Most "how we trained X" posts skip the part where you spent four hours debugging a torch.cuda.OutOfMemoryError that turned out to be caused by max_length=1024. This post doesn't.
Why the V100
In 2026, a V100 16GB feels quaint next to H100s and B200s. But for a 14B SFT, it's more than enough — if you treat memory as a first-class concern.
- Cost to own: we already had the hardware.
- Cost per step: essentially zero (electricity).
- Cost per model version: tens of dollars in power versus thousands in H100 rental.
- Constraint it imposes: no massive batch sizes, no full-parameter training. LoRA or bust.
Stack
- Base model: Qwen3-14B
- Framework: Unsloth (faster than raw Hugging Face, more reliable than Axolotl in our hands)
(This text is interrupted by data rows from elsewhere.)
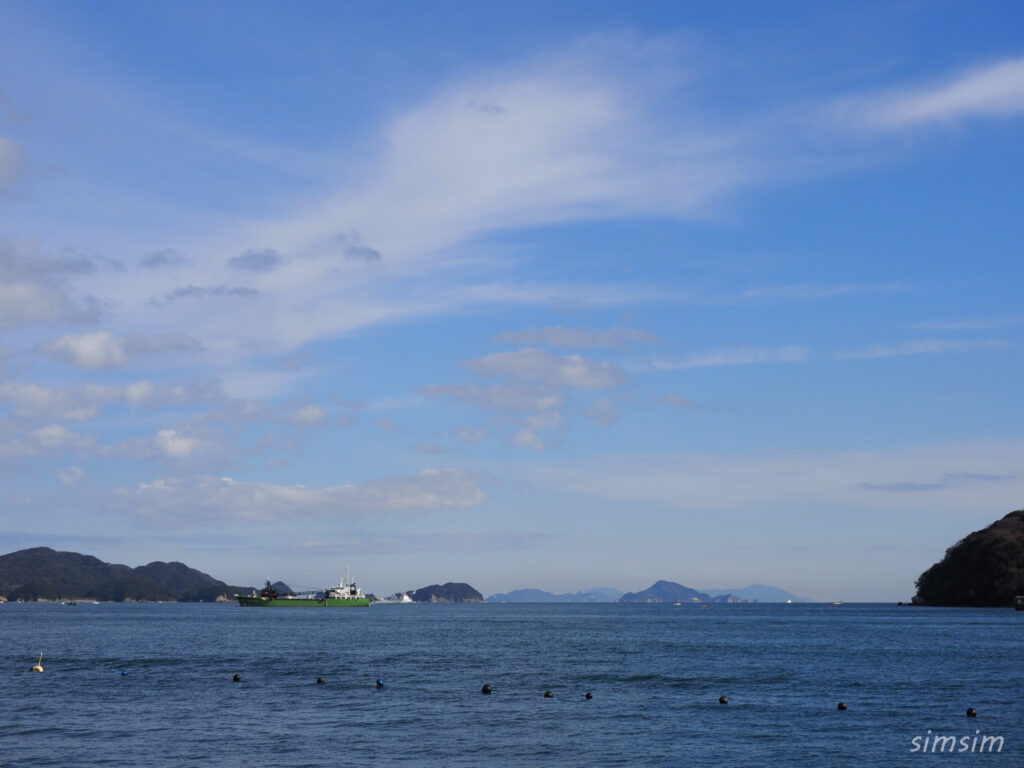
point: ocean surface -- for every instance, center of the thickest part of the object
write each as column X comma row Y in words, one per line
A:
column 655, row 672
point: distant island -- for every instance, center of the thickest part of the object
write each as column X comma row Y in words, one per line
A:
column 43, row 573
column 666, row 592
column 762, row 593
column 658, row 592
column 984, row 568
column 453, row 592
column 592, row 595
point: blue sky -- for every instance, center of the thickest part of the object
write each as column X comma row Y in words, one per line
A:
column 519, row 295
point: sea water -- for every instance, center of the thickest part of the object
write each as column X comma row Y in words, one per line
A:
column 655, row 672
- Method: LoRA SFT, rank 32, learning rate 1e-5
- Sequence length: 2048 for SFT, 512 for DPO (1024 reliably crashes the V100 with CUDA illegal memory access — see DPO postmortem)
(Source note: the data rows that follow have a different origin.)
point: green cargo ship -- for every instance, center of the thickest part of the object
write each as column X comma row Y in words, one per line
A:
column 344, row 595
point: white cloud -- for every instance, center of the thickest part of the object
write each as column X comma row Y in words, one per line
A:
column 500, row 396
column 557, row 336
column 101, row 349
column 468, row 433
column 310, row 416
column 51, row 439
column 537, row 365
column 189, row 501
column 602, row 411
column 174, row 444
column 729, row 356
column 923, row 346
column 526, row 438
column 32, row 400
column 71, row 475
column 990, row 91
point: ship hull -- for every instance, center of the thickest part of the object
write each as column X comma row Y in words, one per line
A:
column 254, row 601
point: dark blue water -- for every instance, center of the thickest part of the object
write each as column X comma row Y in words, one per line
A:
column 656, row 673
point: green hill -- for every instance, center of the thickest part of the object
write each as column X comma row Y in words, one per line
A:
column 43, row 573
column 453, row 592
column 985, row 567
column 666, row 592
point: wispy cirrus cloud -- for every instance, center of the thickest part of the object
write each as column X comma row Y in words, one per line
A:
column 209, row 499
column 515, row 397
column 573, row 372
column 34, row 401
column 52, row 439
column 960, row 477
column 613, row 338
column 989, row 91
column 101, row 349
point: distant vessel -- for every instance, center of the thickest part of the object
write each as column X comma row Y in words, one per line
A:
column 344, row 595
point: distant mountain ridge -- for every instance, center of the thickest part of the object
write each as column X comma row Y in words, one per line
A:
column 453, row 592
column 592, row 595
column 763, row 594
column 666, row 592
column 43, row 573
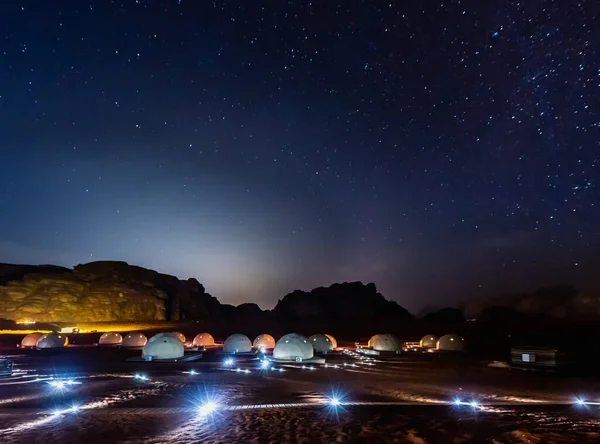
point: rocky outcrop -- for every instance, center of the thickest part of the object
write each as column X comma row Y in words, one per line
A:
column 100, row 291
column 340, row 302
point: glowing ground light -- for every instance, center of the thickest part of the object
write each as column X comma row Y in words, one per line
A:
column 62, row 383
column 582, row 402
column 59, row 412
column 474, row 404
column 207, row 408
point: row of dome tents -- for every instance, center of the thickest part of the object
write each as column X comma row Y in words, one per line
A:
column 236, row 343
column 389, row 343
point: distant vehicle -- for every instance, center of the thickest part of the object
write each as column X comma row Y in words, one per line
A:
column 6, row 367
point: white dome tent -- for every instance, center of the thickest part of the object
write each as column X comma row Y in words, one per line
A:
column 52, row 340
column 237, row 343
column 134, row 339
column 321, row 343
column 264, row 342
column 451, row 343
column 177, row 335
column 163, row 346
column 31, row 339
column 293, row 347
column 385, row 342
column 110, row 338
column 333, row 341
column 428, row 341
column 203, row 340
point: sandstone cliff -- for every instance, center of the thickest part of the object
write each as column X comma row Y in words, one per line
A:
column 100, row 291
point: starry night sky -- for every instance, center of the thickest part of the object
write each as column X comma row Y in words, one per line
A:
column 443, row 150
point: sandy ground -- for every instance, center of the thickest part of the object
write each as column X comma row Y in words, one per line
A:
column 401, row 400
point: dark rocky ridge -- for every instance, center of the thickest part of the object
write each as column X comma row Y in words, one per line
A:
column 117, row 291
column 339, row 302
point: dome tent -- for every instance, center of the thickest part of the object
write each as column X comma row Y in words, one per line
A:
column 163, row 346
column 52, row 340
column 385, row 342
column 31, row 339
column 333, row 340
column 264, row 341
column 203, row 340
column 428, row 341
column 110, row 338
column 451, row 343
column 321, row 343
column 134, row 339
column 293, row 347
column 177, row 335
column 237, row 343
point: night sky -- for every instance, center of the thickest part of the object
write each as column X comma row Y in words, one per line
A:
column 445, row 150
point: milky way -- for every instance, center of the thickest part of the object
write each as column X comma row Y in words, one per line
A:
column 443, row 150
- Dataset size: 2,500 records, curriculum-weighted to push weak categories
The unglamorous parts
Memory fragmentation
DPO in particular would OOM on the second epoch despite having headroom on the first. Fix: PYTORCH_CUDA_ALLOC_CONF=expandable_segments:True. Should be the default; isn't.
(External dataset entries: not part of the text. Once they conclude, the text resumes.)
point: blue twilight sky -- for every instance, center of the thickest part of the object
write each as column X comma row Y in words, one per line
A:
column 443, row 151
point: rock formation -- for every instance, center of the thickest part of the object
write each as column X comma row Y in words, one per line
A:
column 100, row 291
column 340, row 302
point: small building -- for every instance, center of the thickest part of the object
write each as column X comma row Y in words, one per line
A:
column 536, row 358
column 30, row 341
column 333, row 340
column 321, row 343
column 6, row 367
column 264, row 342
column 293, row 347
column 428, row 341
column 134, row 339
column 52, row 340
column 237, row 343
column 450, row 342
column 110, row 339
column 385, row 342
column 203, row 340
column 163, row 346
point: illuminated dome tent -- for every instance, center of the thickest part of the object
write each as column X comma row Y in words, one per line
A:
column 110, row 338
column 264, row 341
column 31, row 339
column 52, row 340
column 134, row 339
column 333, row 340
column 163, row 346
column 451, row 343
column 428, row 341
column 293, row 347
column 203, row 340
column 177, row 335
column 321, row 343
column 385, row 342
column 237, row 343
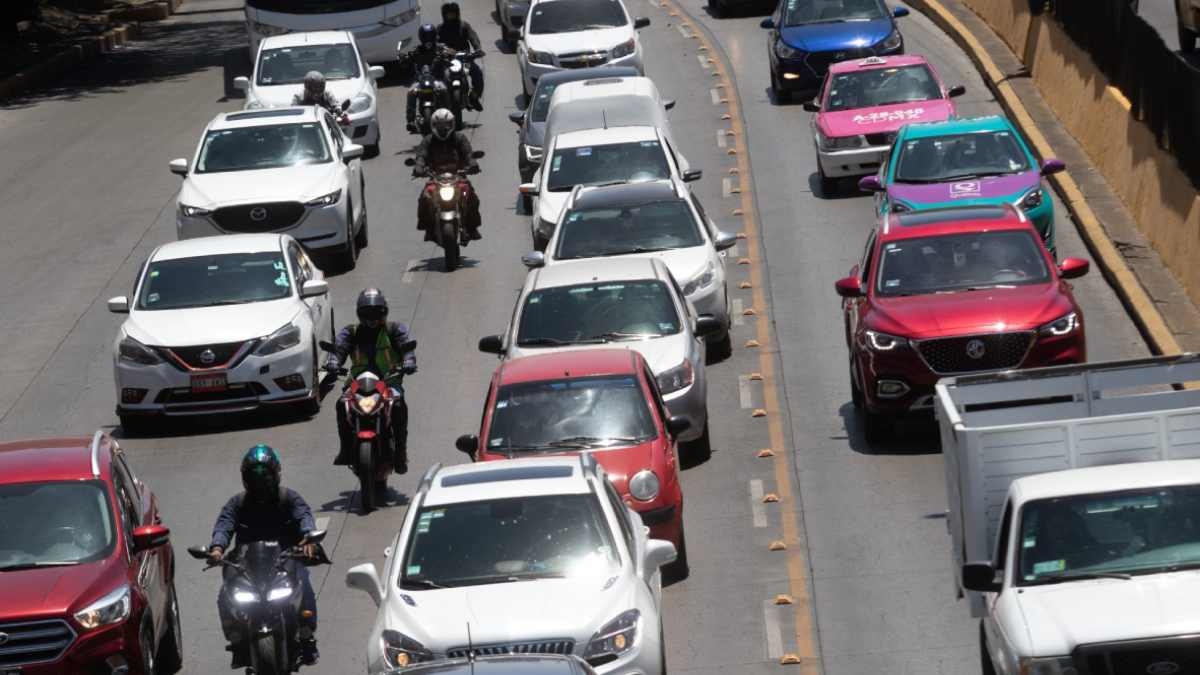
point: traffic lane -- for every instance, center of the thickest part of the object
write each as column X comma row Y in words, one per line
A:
column 876, row 541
NUL bytes in training data
At one point, a scraping pipeline silently wrote \x00 bytes into our SFT JSONL. The trainer accepted them, tokenized them, and produced gibberish weights. We added a prechecker; if your training code trains through NUL bytes without warning you, add one too.
venv is broken
We learned the hard way that source venv/bin/activate plus python plus CUDA_VISIBLE_DEVICES plus systemd user services equals "does this use GPU or CPU?" We now pass explicit absolute paths to the Python binary and CUDA_VISIBLE_DEVICES as an environment, and never trust activation.
The merge step
LoRA adapters need to be merged back into the base weights before GGUF export. This is another GPU-heavy step — the merge eats more memory than the training itself in some cases. Same expandable_segments flag required.
Deployment
- Export merged weights to GGUF Q6_K (~12 GB)
- Import into Ollama with
OLLAMA_HOST=http://localhost:1234 - Tag with version number; only promote to
:latestafter full benchmark
Numbers
| Metric | Value | | --- | --- | | Train wall-clock (SFT) | ~6 hours | | DPO (when it worked) | ~10 minutes | | GGUF export | ~8 minutes | | Benchmark run | ~12 minutes | | Total cycle | ~7 hours end to end |
Takeaway
Consumer-grade (V100) compute can produce competitive domain-specialized models in 2026. The bottleneck isn't the hardware — it's data quality, evaluation rigor, and the boring plumbing work nobody posts about.
We'll write up the DPO postmortem separately. Short version: DPO can regress a strong SFT model if your preference pairs aren't diverse enough.